Assuming the field is given by
[tex]\mathbf f(x,y)=ye^{xy}\,\mathbf i+xe^{xy}\,\mathbf j[/tex]
then because [tex]\mathbf f(x,y)[/tex] is continuous, there is some scalar potential function [tex]f(x,y)[/tex] such that [tex]\nabla f(x,y)=\mathbf f(x,y)[/tex], i.e. the vector field is conservative. So
[tex]\dfrac{\partial f(x,y)}{\partial x}=ye^{xy}[/tex]
[tex]\displaystyle\int\dfrac{\partial f}{\partial x}=\dfrac{ye^{xy}}y+g(y)=e^{xy}+g(y)[/tex]
[tex]\dfrac{\partial f(x,y)}{\partial y}=\dfrac{\partial(e^{xy}+g(y))}{\partial y}[/tex]

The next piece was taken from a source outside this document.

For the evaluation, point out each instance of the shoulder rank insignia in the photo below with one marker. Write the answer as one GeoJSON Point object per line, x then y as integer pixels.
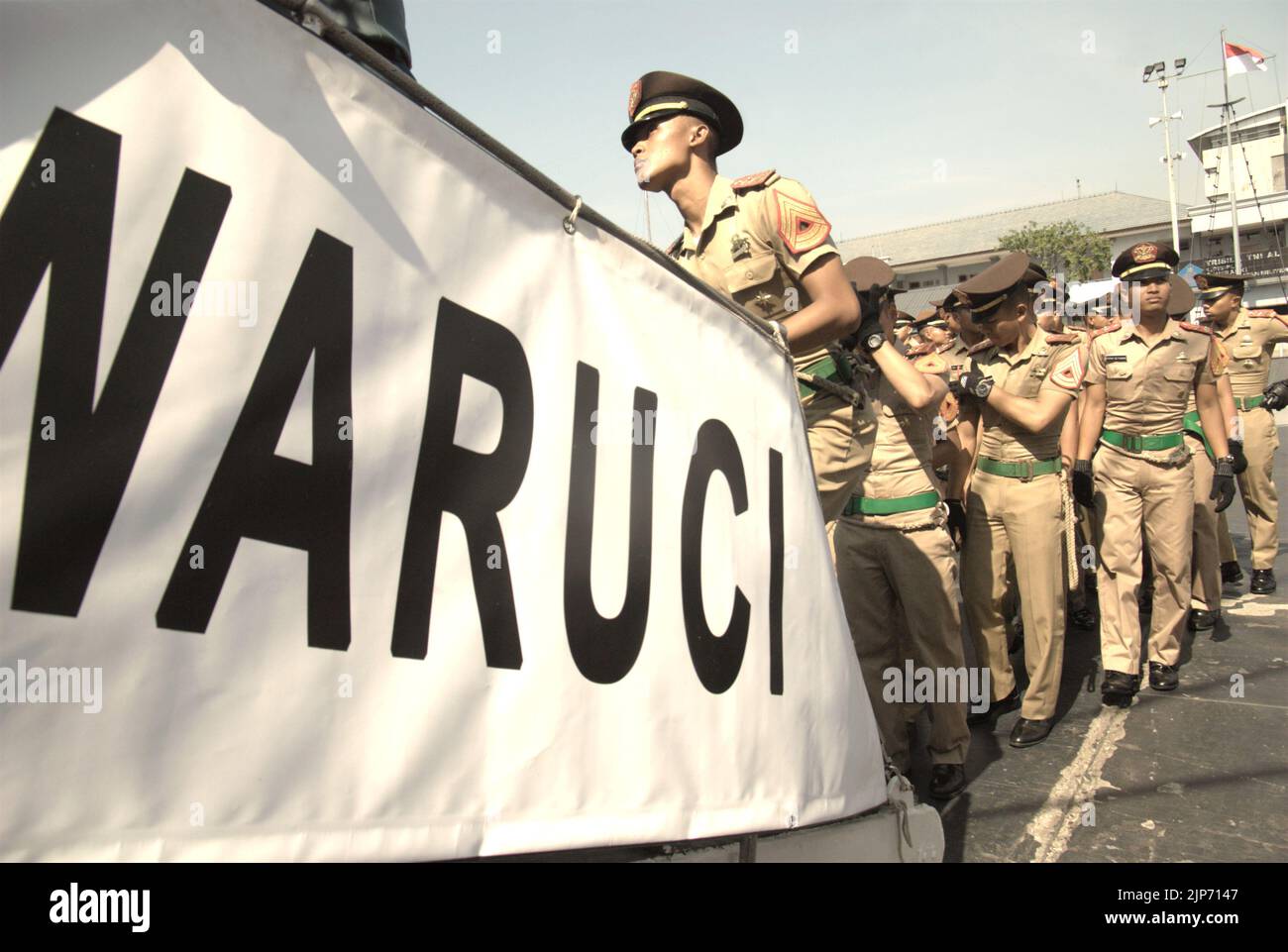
{"type": "Point", "coordinates": [800, 224]}
{"type": "Point", "coordinates": [756, 178]}
{"type": "Point", "coordinates": [1116, 325]}
{"type": "Point", "coordinates": [930, 364]}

[tex]xe^{xy}=xe^{xy}+g'(y)[/tex]
[tex]0=g'(y)[/tex]
[tex]\implies g(y)=C[/tex]
[tex]\implies f(x,y)=e^{xy}+C[/tex]
The value of the line integral then depends on only the endpoints of the path and the gradient theorem (fundamental theorem of calculus for line integrals) applies.